Another panel looked at how digital platforms and AI can help solve the healthcare crisis. “Platforms can be part of the answer to coordinate participants and help orchestrate the emerging healthcare systems of tomorrow,” says Launchworks & Co.’s co-founder and COO Laure Reillier, the moderator of that panel.” Since they are smaller and nimble, they can begin by complimenting existing services and eventually transform them.” (For more on this topic see The Innovator’s in-depth story on the topic.)
The conference also included forecasts for 2025 from Benoit Reillier, Launchworks & Co.’s Managing Director:
Ecosystem Competition
As businesses increasingly operate within interconnected ecosystems, competition will continue to evolve from product rivalry to competition between entire ecosystems. In 2025 expect:
- A shift from product to ecosystem competition, both on the demand and the supply side
- Ecosystem level strategies emerge to solve big problems
- Ecosystem governance and orchestration capabilities will become more important
Digital Twins
While digital twins already play a role in optimizing industrial operations, Launchworks & Co. believe their application will expand exponentially in 2025 and enable new simulations:
- Digitalization of very large systems including earth (climate simulations), countries (Central banks using agent based modeling to assess impact of interest rates at the household level) and smart cities ( traffic planning, energy usage and simulations.)

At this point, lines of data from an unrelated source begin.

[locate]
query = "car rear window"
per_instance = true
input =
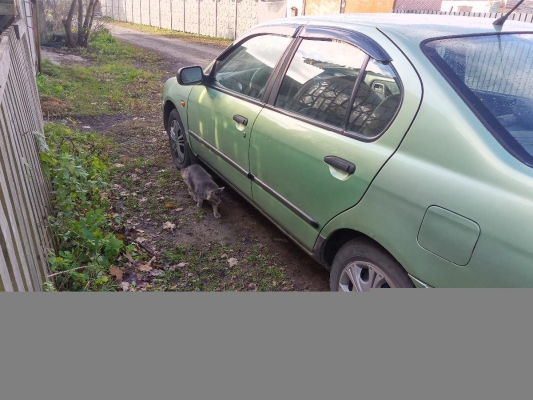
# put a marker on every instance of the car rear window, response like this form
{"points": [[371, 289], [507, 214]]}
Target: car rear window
{"points": [[494, 76]]}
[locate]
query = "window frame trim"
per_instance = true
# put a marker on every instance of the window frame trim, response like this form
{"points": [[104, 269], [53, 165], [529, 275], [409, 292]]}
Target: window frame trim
{"points": [[474, 104], [282, 71], [262, 100]]}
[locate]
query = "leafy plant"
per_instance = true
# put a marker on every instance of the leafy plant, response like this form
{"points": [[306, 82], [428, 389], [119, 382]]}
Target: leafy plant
{"points": [[82, 223]]}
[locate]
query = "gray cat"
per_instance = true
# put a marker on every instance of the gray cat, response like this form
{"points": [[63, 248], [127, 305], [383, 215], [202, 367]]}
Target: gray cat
{"points": [[201, 187]]}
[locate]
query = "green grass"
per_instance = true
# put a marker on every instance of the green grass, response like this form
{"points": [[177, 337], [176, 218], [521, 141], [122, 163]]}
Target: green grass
{"points": [[81, 221], [207, 269], [111, 83], [189, 37]]}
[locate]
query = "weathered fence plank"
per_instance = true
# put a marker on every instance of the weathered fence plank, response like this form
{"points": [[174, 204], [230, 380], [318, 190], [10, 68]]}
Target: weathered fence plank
{"points": [[24, 190]]}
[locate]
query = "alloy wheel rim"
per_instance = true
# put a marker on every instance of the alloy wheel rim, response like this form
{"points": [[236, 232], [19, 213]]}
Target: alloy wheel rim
{"points": [[177, 141], [361, 276]]}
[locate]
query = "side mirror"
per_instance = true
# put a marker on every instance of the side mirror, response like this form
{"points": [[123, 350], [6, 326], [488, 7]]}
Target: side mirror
{"points": [[190, 75]]}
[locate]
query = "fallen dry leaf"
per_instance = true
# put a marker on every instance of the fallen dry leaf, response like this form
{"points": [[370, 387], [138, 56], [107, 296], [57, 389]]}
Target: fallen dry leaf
{"points": [[169, 226], [116, 272], [145, 268]]}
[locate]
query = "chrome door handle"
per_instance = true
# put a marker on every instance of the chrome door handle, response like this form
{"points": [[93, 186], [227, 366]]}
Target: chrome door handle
{"points": [[240, 119], [340, 163]]}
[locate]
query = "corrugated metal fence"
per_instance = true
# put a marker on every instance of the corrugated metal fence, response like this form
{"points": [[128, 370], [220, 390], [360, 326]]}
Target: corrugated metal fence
{"points": [[219, 18], [512, 17], [24, 190]]}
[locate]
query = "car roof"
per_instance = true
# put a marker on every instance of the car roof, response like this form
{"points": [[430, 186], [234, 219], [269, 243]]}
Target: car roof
{"points": [[415, 27]]}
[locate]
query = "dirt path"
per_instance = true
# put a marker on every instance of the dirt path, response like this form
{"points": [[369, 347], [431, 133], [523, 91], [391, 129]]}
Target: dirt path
{"points": [[181, 53], [242, 232]]}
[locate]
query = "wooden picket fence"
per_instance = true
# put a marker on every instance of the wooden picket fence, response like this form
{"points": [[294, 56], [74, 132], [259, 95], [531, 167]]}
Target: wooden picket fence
{"points": [[24, 189]]}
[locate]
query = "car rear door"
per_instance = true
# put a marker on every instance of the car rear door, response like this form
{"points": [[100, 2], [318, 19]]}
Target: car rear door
{"points": [[337, 115]]}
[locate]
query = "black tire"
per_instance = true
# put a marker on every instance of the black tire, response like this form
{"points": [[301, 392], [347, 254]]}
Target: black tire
{"points": [[182, 155], [362, 264]]}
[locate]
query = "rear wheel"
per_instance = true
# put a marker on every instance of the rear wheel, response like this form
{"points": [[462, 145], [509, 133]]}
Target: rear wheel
{"points": [[179, 148], [361, 265]]}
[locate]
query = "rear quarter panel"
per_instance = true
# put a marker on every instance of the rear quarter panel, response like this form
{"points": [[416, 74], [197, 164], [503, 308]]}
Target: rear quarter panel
{"points": [[449, 159]]}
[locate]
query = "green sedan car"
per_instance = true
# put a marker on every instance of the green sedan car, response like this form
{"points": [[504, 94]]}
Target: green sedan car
{"points": [[395, 149]]}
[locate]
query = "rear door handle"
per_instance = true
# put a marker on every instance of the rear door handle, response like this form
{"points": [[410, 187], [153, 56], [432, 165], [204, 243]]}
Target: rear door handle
{"points": [[240, 119], [340, 163]]}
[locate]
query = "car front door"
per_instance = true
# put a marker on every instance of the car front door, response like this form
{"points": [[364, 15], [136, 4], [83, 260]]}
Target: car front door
{"points": [[222, 113], [339, 114]]}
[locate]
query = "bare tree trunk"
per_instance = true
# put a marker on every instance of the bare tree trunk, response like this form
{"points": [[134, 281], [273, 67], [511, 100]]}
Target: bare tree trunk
{"points": [[67, 23], [87, 24], [80, 22]]}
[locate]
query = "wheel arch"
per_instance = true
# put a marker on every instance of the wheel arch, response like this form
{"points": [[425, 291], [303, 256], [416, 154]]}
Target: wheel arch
{"points": [[326, 249]]}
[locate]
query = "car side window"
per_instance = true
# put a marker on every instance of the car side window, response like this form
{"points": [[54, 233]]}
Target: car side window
{"points": [[320, 81], [376, 102], [248, 67]]}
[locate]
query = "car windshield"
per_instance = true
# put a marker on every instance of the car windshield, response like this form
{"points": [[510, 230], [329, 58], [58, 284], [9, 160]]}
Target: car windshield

- Digital twins for organizations and ecosystems that model their ecosystems and supply chains
- Personal digital twins and even twins of our organs. (For some heart surgeries digital twins are constructed of the patient’s heart and used to test procedures)
Ultra Personalization
Consumers will expect personalized experiences and products at an unprecedented level, driven by advancements in AI and data analytics:
- Expect dynamic product and service curation for health, such as diet an food products based on your blood surgar response and microbiome composition.
- Personalized Assistants will become much smarter
- Individualized products or unique interfaces to interact your content in the way you want. (NotebookLM)
Holistic Sustainability
Ecosystems will increasingly be organized around sustainability principles:
- Sustainability will become a pillar of policy making (ESG) and new generations of consumers increasingly demand it
- Circular economy thinking (reducing, reusing, refurbishing, repairing and recycling,…) will become central to sustainable ecosystems
- Corporates will need to further decorrelate economic growth from carbon emissions.
New Regulations
The first wave of platform specific regulations will be tested and new AI specific regulations designed:
- The Digital Services Act, a European regulation aimed at reducing the distribution of illegal content and creating more transparency between online platforms and their users, and the Digital Markets Act,which aims to establish a fair and competitive digital economy, will be tested, particularly the extent to which platforms are open enough.
- AI regulations will move from ‘risk-based’ EU model to other areas
- Regulations will likely require rules of disclosure around AI
Autonomous Platforms
Platform businesses connect sides and some of those sides are going to be replaced by AI. If you take the example of taxis, Uber demonstrated how an efficient platform could grow the market. Now in some areas drivers may be replaced by AI. And it is not just transport. Quite a few platforms are seeing one of their sides potentially being automated, says Reillier. Tutoring, for example, was replaced almost overnight by ChatGPT. Here is what to expect:
- While ubiquitous self-driving cars will take time and require regulatory changes, autonomous car platforms will start their exponential growth next year. Uber, Bolt and Lyft will have to prepare for an increasingly autonomous future.
- Waymo, Wayve, Tesla, and Cruise will start scaling their ‘self-driving miles’ in 2025.
- Lots of other platforms verticals will be disrupted and will need to adapt.